What they're saying: Rouhani has made several optimistic statements this week, including that 70% of the work is now completed.

  • An American source briefed on the talks called that assessment "way optimistic," adding: "Nothing is imminent. There is still a long way to go."
  • Some of the difficulty stems from the indirect format of the talks, and some is due to Iran's refusal to drop its demands that the U.S. lift all sanctions imposed since 2015 — and do so before Iran takes any steps of its own.

What's next: Malley, the U.S. envoy, arrived today in Vienna to continue the indirect talks with the Iranians, through EU mediators.

  • The Iranian deputy foreign minister Abbas Araghchi said the two working groups — one discussing U.S. steps on sanctions relief and the other Iranian steps on nuclear compliance — will start drafting agreements.
  • A third group dealing with the sequencing of the U.S. and Iranian steps will also start its work this week.
  • The State Department declined to comment for this story.
5. The view from Ankara: What Biden's Armenia designation says about Erdoğan

Biden and Erdogan in 2016. Photo: Win McNamee/Getty Images

President Biden's willingness to risk tensions with Turkey by recognizing the Armenian Genocide is a sign of Turkey's dwindling support in the White House, Congress, and the U.S security establishment, Menekse Tokyay writes from Ankara.

Why it matters: The declaration seems to indicate that the new U.S. administration has downgraded its strategic relationship with Turkey, and comes at a time when relations were already in a downward trend.

  • The U.S. sanctioned Turkey last year for purchasing the S-400 Russian air defense system, and last week formally notified Ankara that it was excluded from the new F-35 stealth fighter program over the S-400 deal.
  • It took Biden more than three months to call Turkish President Recep Tayyip Erdoğan, and that call only came as Biden was preparing to officially recognized the genocide.
  • The declaration came at a time when Turkey, both diplomatically and economically, can't afford the luxury of engaging in new fights.

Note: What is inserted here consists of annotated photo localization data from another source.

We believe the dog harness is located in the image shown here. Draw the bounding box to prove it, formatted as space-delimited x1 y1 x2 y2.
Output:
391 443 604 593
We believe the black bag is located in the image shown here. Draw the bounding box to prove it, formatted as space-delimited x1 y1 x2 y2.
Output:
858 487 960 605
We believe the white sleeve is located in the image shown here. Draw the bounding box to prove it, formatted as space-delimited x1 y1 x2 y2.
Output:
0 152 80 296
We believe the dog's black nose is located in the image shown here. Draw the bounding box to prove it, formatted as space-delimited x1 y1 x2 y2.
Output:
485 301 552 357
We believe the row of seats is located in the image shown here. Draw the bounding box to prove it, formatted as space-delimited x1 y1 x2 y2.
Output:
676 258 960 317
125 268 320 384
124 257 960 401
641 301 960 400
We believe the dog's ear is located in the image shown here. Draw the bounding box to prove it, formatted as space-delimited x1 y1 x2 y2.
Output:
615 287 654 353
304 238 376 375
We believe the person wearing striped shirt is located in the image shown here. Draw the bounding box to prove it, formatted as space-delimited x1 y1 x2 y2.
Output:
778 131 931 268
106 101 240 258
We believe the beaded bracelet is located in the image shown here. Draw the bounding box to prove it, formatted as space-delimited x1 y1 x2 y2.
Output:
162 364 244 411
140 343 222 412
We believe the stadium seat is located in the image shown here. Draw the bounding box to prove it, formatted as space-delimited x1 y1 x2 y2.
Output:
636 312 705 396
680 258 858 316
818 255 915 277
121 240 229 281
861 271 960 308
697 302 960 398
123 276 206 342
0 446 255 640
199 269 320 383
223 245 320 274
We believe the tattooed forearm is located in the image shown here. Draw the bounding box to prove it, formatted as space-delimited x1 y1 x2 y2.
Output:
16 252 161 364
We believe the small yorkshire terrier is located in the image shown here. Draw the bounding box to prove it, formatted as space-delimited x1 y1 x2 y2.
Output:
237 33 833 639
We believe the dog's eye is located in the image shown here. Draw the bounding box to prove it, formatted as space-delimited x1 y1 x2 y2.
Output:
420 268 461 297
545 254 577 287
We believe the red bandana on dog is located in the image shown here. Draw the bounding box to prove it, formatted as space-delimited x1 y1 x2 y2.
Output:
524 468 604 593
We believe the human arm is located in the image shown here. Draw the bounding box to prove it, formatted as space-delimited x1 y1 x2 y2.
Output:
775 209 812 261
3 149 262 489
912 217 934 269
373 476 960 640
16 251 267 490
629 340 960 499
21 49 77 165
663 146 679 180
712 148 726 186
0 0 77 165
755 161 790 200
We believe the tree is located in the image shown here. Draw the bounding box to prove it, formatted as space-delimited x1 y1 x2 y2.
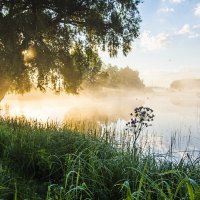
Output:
84 65 145 89
170 79 200 90
117 67 145 88
0 0 142 100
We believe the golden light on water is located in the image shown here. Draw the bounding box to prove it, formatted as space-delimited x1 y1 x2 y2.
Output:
0 92 73 122
22 46 37 63
1 88 199 131
0 89 143 122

What they're saying: Turkey categorically denied the designation of genocide and claimed that radical Armenian circles and anti-Turkey groups were behind it.

  • "We reject and denounce in the strongest terms the statement of the President of the U.S. regarding the events of 1915 made under the pressure of radical Armenian circles and anti-Turkey groups on April 24," Turkey's foreign ministry said in a statement Saturday, calling on Biden to "correct this grave mistake."
  • The response was actually relatively mild compared to past cases, and Turkey didn't recall its diplomats from Washington.
  • Worth noting: Referring to a "genocide" against Armenians — carried out under the Ottoman Empire in 1915 — is considered an "insult to the Turkish nation" and can trigger criminal charges in Turkey.

Between the lines: Biden likely wanted to signal to Erdoğan that there will be costs to Turkey's deteriorating human rights record and his insistence on keeping the S-400 system.

  • Soner Cagaptay a senior fellow at the Washington Institute for Near East Policy, wrote that Biden is aware that "for the first time in many years, Erdoğan needs the U.S. more than Washington needs him."

What to watch: Considering Turkey's economic troubles, Erdoğan is not expected to meaningfully retaliate against the U.S. at the current time. 

  • His top priority right now is to consolidate his base of support and not let the Turkish lira free-fall against the dollar due to sudden crises.

What's next: Biden and Erdoğan will hold their first bilateral meeting in June.